After the shooting of Michael Brown in Ferguson, I read a number of articles quoting statistics about the number of times that blacks were stopped for questioning by police versus their overall percentage of the population. And the numbers were always grossly disproportionate. The articles nearly always suggested that this was racially motivated harassment by a predominately white police force; the black community certainly perceived it to be this.
Following the recent terrorist attacks in Paris, I am predictably reading articles (including one in Bloomberg entitled “Terrorist Stigma Haunts France’s Marginalized Muslims”) containing quotes from French Muslims such as “(m)y friends say they are being looked on as if they were responsible for what happened” and “(t)he large majority are going about the lives peacefully, and just a few are causing problems. It will be very unfortunate to put everybody in the same bag.” Once again, a group is objecting to the attention being drawn to them by the actions of a small minority of malefactors and attributing this general attention to racism or religious animosity.

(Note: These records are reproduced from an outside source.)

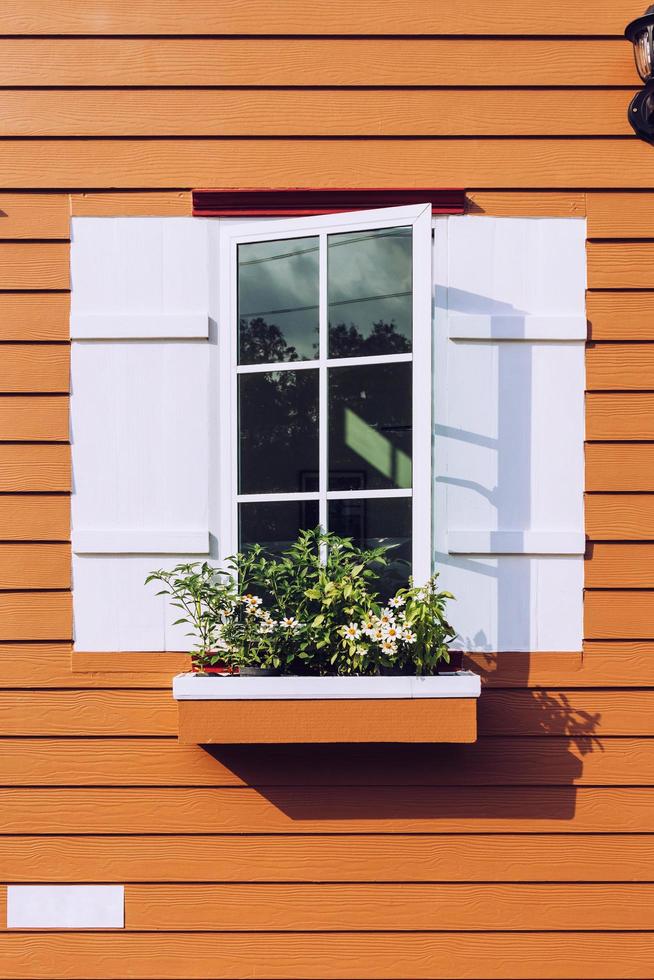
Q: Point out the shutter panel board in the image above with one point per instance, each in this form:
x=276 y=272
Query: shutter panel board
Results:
x=509 y=466
x=140 y=421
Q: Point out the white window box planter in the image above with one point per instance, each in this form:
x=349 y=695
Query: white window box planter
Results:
x=246 y=710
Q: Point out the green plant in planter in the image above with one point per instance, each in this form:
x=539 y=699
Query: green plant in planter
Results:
x=312 y=609
x=207 y=598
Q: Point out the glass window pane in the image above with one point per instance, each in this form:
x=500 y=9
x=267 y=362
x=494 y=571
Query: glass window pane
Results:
x=278 y=301
x=371 y=523
x=275 y=525
x=369 y=292
x=370 y=427
x=278 y=431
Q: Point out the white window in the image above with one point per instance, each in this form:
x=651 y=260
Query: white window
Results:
x=325 y=381
x=195 y=428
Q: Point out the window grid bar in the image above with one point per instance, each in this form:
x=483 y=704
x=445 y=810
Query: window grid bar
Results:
x=264 y=498
x=323 y=447
x=327 y=361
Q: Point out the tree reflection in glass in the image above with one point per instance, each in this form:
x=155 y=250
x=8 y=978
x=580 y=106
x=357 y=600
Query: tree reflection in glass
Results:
x=278 y=431
x=369 y=292
x=278 y=301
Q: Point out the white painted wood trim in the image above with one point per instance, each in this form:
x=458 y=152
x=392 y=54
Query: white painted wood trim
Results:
x=135 y=326
x=481 y=326
x=140 y=542
x=191 y=687
x=231 y=235
x=516 y=543
x=65 y=906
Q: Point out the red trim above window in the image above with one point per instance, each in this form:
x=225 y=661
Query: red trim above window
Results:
x=296 y=202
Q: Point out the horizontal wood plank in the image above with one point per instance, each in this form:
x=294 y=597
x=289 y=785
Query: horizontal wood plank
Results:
x=511 y=204
x=34 y=215
x=314 y=112
x=600 y=665
x=619 y=566
x=113 y=712
x=132 y=204
x=618 y=416
x=425 y=956
x=620 y=517
x=80 y=712
x=615 y=615
x=620 y=315
x=621 y=466
x=278 y=61
x=33 y=418
x=580 y=714
x=47 y=665
x=332 y=857
x=184 y=163
x=490 y=762
x=621 y=265
x=620 y=215
x=34 y=467
x=35 y=616
x=405 y=907
x=275 y=810
x=34 y=316
x=35 y=566
x=34 y=368
x=34 y=265
x=37 y=517
x=338 y=17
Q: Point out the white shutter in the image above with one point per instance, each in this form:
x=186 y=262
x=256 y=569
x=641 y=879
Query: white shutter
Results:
x=140 y=418
x=511 y=325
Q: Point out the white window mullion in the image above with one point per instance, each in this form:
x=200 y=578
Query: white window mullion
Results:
x=323 y=326
x=421 y=514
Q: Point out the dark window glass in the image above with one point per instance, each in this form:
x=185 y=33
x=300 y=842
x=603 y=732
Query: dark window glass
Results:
x=369 y=292
x=275 y=525
x=370 y=427
x=278 y=301
x=278 y=431
x=371 y=523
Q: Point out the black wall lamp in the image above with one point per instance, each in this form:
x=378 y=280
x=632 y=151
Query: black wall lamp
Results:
x=641 y=108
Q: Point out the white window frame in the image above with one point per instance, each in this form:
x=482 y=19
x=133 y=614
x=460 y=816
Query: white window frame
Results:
x=419 y=217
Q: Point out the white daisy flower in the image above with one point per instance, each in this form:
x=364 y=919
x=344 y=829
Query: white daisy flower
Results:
x=351 y=631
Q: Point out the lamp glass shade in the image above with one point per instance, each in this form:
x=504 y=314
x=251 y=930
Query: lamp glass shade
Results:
x=643 y=53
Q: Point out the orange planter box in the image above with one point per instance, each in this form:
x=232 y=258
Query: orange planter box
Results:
x=323 y=709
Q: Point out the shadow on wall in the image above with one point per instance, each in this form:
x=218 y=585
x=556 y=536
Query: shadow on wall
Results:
x=501 y=778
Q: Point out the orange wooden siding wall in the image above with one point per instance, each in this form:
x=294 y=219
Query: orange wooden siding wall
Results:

But this is not racism and this is not Islamophobia. This is mathematics.
Young black males commit an amount of crime that is grossly disproportionate to their representation in the population (a casual search of the web quickly turns up a number of articles and research pieces on this subject; here is one example). And this is not just the “victimless” crimes that many would like to see abolished, such as the drug laws, but also many forms of violent crime. Likewise, and here I cannot cite any scholarship but it is manifestly true, acts of terrorism in today’s world are much more likely to be committed by Muslims than by any other identifiable group.
Now, fair-minded people can disagree about the reasons for this disproportionate behaviour, but fair-minded individuals cannot disagree about the facts. (Unless you subscribe to the opinion, for example, that black crime statistics reflect “racism” embedded in our law enforcement system. If you do, then I suggest you read the research. This theory has been tested and found wanting. You should also spend a little more time living in the real world.) The question here is whether members of these groups can reasonably expect that the rest of society will ignore these facts in conducting their day-to-day lives.

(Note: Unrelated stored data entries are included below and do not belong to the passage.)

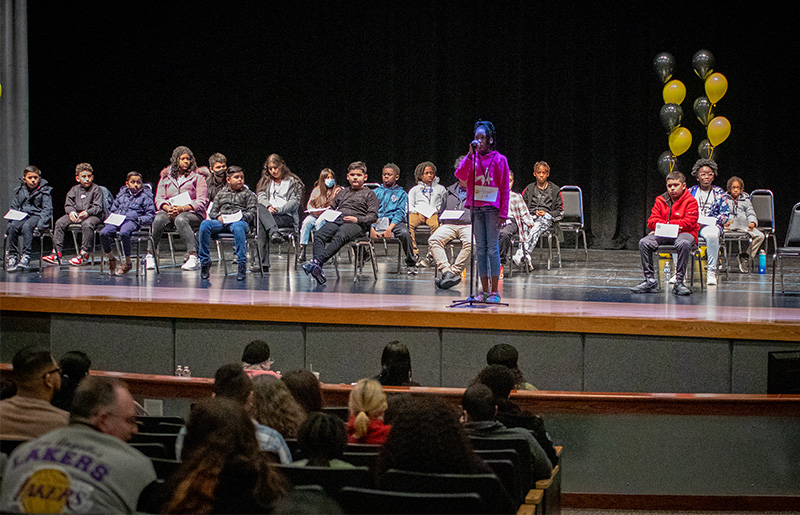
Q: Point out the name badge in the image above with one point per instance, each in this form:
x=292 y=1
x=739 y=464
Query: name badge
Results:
x=485 y=194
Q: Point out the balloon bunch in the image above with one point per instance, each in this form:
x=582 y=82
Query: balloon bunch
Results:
x=718 y=128
x=671 y=114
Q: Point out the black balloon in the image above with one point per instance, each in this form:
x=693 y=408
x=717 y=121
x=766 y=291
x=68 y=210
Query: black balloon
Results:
x=666 y=162
x=702 y=110
x=671 y=116
x=664 y=64
x=703 y=63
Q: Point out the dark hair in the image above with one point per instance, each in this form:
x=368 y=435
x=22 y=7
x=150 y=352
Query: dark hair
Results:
x=305 y=389
x=176 y=155
x=395 y=365
x=491 y=134
x=92 y=394
x=420 y=169
x=499 y=379
x=83 y=167
x=232 y=382
x=704 y=162
x=426 y=436
x=30 y=362
x=323 y=438
x=478 y=401
x=255 y=352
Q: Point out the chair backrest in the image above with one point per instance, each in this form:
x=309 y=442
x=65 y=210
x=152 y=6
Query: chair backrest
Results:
x=364 y=500
x=764 y=205
x=331 y=479
x=488 y=486
x=793 y=231
x=573 y=205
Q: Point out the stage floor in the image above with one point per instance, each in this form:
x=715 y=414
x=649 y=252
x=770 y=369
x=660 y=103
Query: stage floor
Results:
x=581 y=296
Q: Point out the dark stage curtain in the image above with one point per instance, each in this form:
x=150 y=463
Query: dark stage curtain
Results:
x=327 y=83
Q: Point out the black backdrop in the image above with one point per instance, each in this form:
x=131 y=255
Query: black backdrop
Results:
x=325 y=83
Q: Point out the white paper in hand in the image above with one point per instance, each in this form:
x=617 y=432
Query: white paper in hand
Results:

Mankind lives under conditions of uncertainty and it always has: where is the hunter most likely to find the antelope to feed his family and tribe today; are the approaching strangers likely to trade with us to our mutual benefit or attack; which course of study is more likely to result in an interesting and rewarding career, anthropology or computer science? Mankind’s intelligence has evolved to help us make these types of decisions, almost always on the basis of probabilistic information. In fact, we are machines designed (in the evolutionary and not religious sense) for making decisions under conditions of uncertainty on the basis of probabilistic information.

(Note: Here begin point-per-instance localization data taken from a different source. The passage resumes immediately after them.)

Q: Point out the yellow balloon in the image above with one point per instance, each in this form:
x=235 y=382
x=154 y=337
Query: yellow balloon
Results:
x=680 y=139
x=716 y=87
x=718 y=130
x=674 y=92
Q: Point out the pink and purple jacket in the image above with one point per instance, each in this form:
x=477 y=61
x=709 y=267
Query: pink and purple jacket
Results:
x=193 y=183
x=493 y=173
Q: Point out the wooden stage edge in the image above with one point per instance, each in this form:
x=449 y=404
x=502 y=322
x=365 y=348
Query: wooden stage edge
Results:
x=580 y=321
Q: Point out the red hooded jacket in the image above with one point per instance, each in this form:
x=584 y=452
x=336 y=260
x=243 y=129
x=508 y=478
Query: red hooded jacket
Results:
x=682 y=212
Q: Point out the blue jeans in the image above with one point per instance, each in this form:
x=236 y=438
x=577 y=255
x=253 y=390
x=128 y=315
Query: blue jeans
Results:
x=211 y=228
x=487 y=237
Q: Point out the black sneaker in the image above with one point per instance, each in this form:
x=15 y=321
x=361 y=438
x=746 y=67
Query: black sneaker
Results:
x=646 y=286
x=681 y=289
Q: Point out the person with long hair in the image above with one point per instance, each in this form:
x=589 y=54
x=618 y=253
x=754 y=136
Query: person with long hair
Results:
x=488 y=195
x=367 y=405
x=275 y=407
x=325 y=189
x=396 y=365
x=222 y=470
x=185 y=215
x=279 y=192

So, when a white couple crosses the street to avoid an oncoming group of black youths, are they really being racist? Can the black community really expect them to react otherwise, in defiance of all facts and rationality? Can young blacks really expect to be stopped for questioning by police in the same proportion as other groups, when the likelihood of them committing a crime is much higher? Likewise, can the Muslim community reasonably expect that they will not be “racially profiled” at airport security checks, when the probability of their committing an act of terrorism is vastly higher than, say, a non-Muslim family with small children? In a world of limited resources, where not every mildly suspicious group of youths can (or should) be stopped for questioning or where not every traveller can be subjected to an individual security check, can we afford to ignore known probabilities when allocating these resources?
A related question: We routinely anguish over the correct relationship between society and groups such as blacks or Muslims, but what can society reasonably expect from the relationship between these groups and their aberrant members? Bill Maher, the very left-wing comedian, recently caused controversy by pointing out that, although Islamic terrorism is committed by a very small minority, it benefits from the support of a larger group. At a minimum, society should expect that these groups do not encourage this type of anti-social behaviour, but should we expect more? The simple fact is that the group is much better placed to influence, through peer pressure, education and, if necessary, denouncing, the criminal minority than is society at large. If an identifiable group wishes to avoid a social stigma, then it has to acknowledge that no entity in society is better able to eliminate its basis than itself.
Frankly, I am not sure what the right policy response is to this problem. It could be that officially sanctioned discrimination is such a slippery slope that it must be avoided, even at the cost of inefficiency. Perhaps our current policy of polite hypocrisy is the best response, where rules against racial or ethnic profiling are more honoured in the breach than the observance. But I do think that we can conclude that society has a right to expect greater responsibility from groups that harbour anti-social minorities than it is currently receiving. And if a group fails to take this responsibility, then it can hardly complain when broader society takes protective measures that are discriminatory, but which are nonetheless based in fact and are proportionate.